Falling asleep in each other’s arms is meant to be the ultimate romantic haven. But let’s be honest, it very rarely is.
In the real world, falling asleep requires a good solid empty space between you and your loved one.
“It is not actually natural to sleep together,” says sleep expert Dr Neil Stanley.
“Humans are the only animals that do it for intimacy, other animals may do it for warmth or protection, and historically it has only ever been the poor who have done so because of lack of space.”
Which is probably why a recent survey by bed manufacturer Sealy revealed that 36% of cohabiting couples in the UK now regularly sleep in separate beds, with 10% doing so all the time.
But although this might seem both tempting and practical, there’s also a wealth of research pointing to many health benefits of sharing a bed.
Some years ago, researchers from the US revealed that sleeping next to someone helps lower the stress hormone cortisol, while other studies suggested women in long-term stable relationships fell asleep more quickly and woke up less frequently than single women.
“Married couples who sleep together may live longer,” agrees Dr Stanley, “but disturbed sleep has been shown to increase marital tension and arguments, so you might live longer but not necessarily happier.”
The answer, it seems, is to heed these expert tips on making your bed and lying in it without ending up in the divorce court.
SEVEN TIPS FOR BETTER BED-SHARING
“Talk to each other,” says Dr Stanley. “Most of the time when our partner disturbs us we accuse them of ruining our sleep and our day.
Talk to your partner about their expectations of sleep, what time they want to go to bed, which side of the bed they prefer and what annoys them about your sleep or your bedtime routine. Do this in a kind and loving manner and try and reach a workable compromise.”
Buy a bigger bed
An obvious solution perhaps, but one that’s easy to overlook when you start thinking about finances or the sheer hassle of replacing a bed.
“The minimum that two adults should sleep in is a six-foot bed as anything smaller gives them less space to sleep in than their child,” says Stanley.
Buy a fancy bed
Spending more on a high-tech bed can reap great rewards, with Stanley recommending the type of bed which combines two mattresses side-by-side.
“Get a ‘zip and link’ bed where each side can have a different comfort level suitable to the sleeper,” he says.
Dr Guy Meadows, sleep expert at The Sleep School, working with Bensons for Beds, says that the more you spend, the more comfortable your night will be.

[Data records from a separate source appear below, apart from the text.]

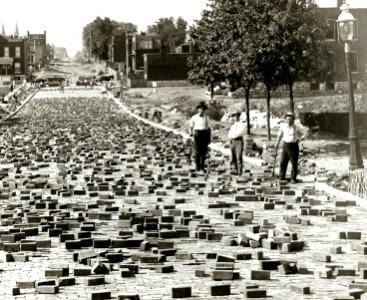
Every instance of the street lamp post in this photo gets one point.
(345, 27)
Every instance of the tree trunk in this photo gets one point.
(247, 91)
(268, 113)
(291, 101)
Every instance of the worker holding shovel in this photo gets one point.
(291, 135)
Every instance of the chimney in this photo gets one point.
(339, 3)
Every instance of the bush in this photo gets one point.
(337, 123)
(215, 111)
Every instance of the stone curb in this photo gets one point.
(22, 105)
(215, 147)
(322, 186)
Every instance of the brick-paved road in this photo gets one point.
(70, 161)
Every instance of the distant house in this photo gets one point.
(60, 53)
(137, 46)
(358, 53)
(117, 53)
(37, 56)
(144, 59)
(13, 58)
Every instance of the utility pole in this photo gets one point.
(90, 45)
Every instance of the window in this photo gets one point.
(330, 34)
(146, 44)
(354, 62)
(314, 86)
(17, 68)
(17, 51)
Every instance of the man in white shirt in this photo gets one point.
(291, 135)
(235, 136)
(199, 129)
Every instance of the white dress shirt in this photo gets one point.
(237, 130)
(291, 134)
(198, 122)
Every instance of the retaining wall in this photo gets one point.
(358, 183)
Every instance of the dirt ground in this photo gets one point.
(324, 150)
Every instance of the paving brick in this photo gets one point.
(128, 297)
(29, 284)
(95, 280)
(48, 289)
(181, 292)
(85, 271)
(300, 289)
(260, 275)
(220, 290)
(66, 281)
(100, 295)
(321, 257)
(255, 293)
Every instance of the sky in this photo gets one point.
(64, 20)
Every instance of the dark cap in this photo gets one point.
(289, 114)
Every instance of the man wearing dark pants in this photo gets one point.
(291, 135)
(199, 129)
(235, 136)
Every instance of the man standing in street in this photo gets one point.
(291, 135)
(199, 129)
(235, 136)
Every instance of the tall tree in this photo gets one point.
(207, 67)
(172, 33)
(301, 32)
(271, 41)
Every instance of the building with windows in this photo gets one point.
(137, 45)
(117, 53)
(37, 56)
(13, 58)
(358, 53)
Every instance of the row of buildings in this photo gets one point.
(143, 59)
(21, 55)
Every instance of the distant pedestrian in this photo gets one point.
(200, 130)
(236, 135)
(62, 86)
(291, 135)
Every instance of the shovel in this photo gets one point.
(275, 159)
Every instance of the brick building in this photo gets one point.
(13, 58)
(358, 53)
(117, 53)
(137, 45)
(37, 56)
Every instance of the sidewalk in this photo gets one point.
(85, 220)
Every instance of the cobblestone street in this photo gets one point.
(98, 205)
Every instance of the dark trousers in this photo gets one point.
(236, 154)
(201, 144)
(290, 153)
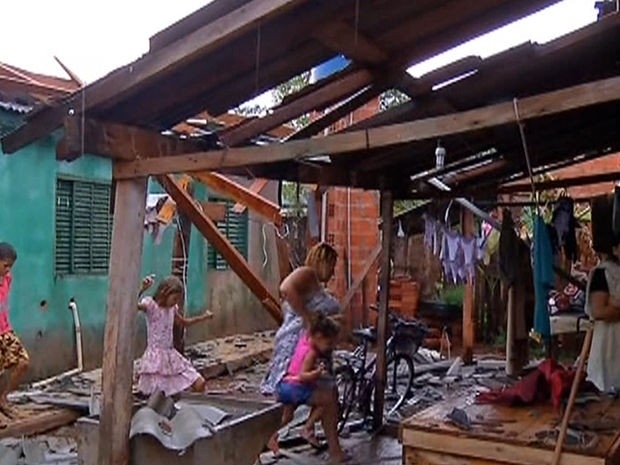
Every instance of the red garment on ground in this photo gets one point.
(549, 380)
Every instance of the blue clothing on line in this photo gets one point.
(544, 277)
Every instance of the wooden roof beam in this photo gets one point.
(321, 98)
(122, 82)
(223, 246)
(550, 103)
(239, 193)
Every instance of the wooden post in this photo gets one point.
(469, 317)
(180, 260)
(125, 264)
(387, 208)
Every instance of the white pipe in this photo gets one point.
(467, 204)
(349, 264)
(78, 348)
(324, 217)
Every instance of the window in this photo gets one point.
(235, 228)
(83, 227)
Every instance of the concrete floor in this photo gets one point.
(365, 449)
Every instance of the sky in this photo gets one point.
(94, 37)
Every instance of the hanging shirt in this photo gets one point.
(5, 288)
(543, 276)
(603, 368)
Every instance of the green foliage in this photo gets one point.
(391, 98)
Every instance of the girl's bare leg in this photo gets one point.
(287, 416)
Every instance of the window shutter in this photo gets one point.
(64, 225)
(235, 228)
(83, 227)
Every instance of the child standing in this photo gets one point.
(13, 355)
(303, 372)
(162, 368)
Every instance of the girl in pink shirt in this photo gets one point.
(298, 386)
(13, 355)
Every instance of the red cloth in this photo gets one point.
(549, 381)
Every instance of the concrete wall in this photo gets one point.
(235, 307)
(27, 220)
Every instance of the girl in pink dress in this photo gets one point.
(162, 368)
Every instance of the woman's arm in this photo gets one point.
(295, 287)
(602, 309)
(190, 321)
(310, 374)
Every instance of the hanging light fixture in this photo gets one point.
(440, 155)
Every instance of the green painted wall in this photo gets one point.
(27, 218)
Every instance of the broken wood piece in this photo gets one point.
(257, 186)
(370, 262)
(222, 185)
(223, 246)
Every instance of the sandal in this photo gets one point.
(8, 411)
(311, 439)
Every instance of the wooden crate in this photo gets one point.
(429, 440)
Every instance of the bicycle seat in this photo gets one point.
(368, 334)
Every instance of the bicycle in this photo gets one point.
(355, 376)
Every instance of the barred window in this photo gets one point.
(83, 227)
(235, 228)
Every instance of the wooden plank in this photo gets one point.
(118, 141)
(125, 267)
(421, 457)
(469, 314)
(338, 112)
(494, 451)
(231, 189)
(214, 210)
(538, 106)
(324, 96)
(341, 37)
(39, 423)
(234, 259)
(387, 210)
(560, 183)
(368, 264)
(118, 85)
(257, 186)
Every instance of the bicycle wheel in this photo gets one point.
(346, 384)
(398, 386)
(399, 381)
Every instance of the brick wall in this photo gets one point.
(363, 208)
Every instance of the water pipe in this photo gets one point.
(78, 347)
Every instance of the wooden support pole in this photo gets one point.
(125, 265)
(180, 261)
(387, 209)
(469, 314)
(538, 106)
(210, 231)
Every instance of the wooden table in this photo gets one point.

“A total of 2,000 small springs help to spread weight evenly across the mattress and stop couples from ending squashed together in the middle of the bed. Movement is a huge bedroom disturbance, so investing in a great mattress is key.
Also putting two single mattresses together is a great solution,” he says. “And if they are a duvet hogger, have two duvets.”
“Snoring is not a trivial matter” says Stanley, and certainly, 48% of people in the Sealy survey cited it as the reason for their sleeping apart.
“For many snoring can be reduced by losing a bit of weight and avoiding alcohol, but other remedies that may work are available and so should be explored. And remember it is not always the man’s fault - women also snore!”
Remember snoring can also be a sign of more serious health problems, like sleep apnoea, and if you’re worried, see your GP.
“If the person snores because they have an airway obstruction, they could see an ear, nose and throat specialist,” adds Dr Meadow.
See a doctor
There could be a serious illness behind a bad night’s sleep, says Meadow.
“Make sure you deal with any sleep problems or medical illnesses, like nocturia (a frequent need to urinate at night) or restless legs syndrome, that may disturb your sleep and well as that of your bed partner,” he advises.
It can be hard to perfectly synchronise sleep cycles with your partner, Meadows adds.
“Make sure you wind down and relax before bed, doing what you want when you want.
"Go to bed when you are sleepy and tell your partner not to disturb you when they come to bed: They could get prepared for bed before coming into the bedroom and use a torch as they enter.”
Don’t predict trouble
Often, says Dr Meadows, the anticipation of a bad night’s sleep can lead to just that.
“The person who experiences sleep loss has stories in their head of ‘they’re going to start snoring soon and I’m not asleep yet’,” he says.
“There can be a lot of noise in the person’s head – it’s the worry that actually keeps them awake.
Being able to mindfully notice these thoughts but not get caught up in them is really important because it allows the person to distance themselves from that worry.”